While we're at it, I will also say for the record that spending on defense matters to boost the economy or employ people is also wrong. Defense spending should not be justified for these reasons. We have a military to kill people and break things (or to provide a credible threat that they can do so, which is the same thing if you know your Clausewitz), not to provide employment opportunities.
But the non-defense "liberal-industrial complex" never wanes. Once started, it is almost impossible to eliminate programs and positions.
If you don't believe me take a look at your local county, town, or city budget. Most are on line and you can access it fairly easily. If not, hard copies are available by law.

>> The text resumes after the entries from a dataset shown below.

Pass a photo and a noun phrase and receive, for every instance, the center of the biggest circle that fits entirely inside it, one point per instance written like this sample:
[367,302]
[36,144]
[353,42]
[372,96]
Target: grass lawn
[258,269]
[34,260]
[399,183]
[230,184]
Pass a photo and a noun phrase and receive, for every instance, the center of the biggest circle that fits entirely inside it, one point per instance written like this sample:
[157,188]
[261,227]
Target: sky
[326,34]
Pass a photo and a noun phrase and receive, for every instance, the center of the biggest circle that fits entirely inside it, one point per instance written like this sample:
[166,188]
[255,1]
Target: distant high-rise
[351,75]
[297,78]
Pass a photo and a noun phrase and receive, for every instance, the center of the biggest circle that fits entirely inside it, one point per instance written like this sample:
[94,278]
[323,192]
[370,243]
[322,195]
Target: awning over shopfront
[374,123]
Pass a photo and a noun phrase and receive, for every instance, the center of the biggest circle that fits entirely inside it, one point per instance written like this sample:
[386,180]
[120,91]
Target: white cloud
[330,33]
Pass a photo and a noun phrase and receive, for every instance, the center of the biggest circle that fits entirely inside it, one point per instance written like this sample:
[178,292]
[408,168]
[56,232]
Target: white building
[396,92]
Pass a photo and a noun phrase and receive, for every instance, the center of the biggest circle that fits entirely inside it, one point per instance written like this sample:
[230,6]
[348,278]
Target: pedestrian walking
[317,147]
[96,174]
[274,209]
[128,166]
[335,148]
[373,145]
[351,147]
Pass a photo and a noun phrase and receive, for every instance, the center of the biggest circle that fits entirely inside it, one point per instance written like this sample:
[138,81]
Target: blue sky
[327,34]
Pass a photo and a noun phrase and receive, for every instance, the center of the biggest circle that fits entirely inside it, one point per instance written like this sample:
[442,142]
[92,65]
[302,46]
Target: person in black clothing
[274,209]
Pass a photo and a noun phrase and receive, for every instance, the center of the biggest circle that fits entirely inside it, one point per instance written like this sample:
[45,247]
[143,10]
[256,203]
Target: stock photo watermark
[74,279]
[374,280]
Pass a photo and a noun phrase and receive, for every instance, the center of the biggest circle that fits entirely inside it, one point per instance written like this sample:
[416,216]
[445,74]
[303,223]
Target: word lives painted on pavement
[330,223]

Point is, because they're smaller, it's easier to dig though them. Do so, and you'll be amazed at some of the things that your locality spends money on. We have a "master gardener" program to provide residents of one of the wealthiest counties in the country with landscape management tips. We have guidance counselors in our elementary schools. Yet suggest that either should be eliminated during a time of recession and you'll face a firestorm of protest; from the master gardeners and elementary school guidance counselors.
Go to a public hearing on budgets at your local county, town, or city. Suggestions to cut anything are met with proclamations of dire consequences.
Anyone who has observed these processes knows that is very easy to increase the size of government, but almost impossible to shrink it. By creating more and more whose livelihoods are dependent on government, Obama has assured the Democrat party of more voters.
Obama aims to resurrect not so much FDR's New Deal, as LBJ's Great Society. His programs are not to fix the economy, but to move us towards a European model, perhaps especially the French dirigiste one. He wants to change the very nature of America, who we are and what we think about ourselves. He wants to change us from a nation of entrepreneurs into a nation of dependents. He's likely to succeed unless we on the right get our act together. Time is of the essence, and we must keep him from getting a second term.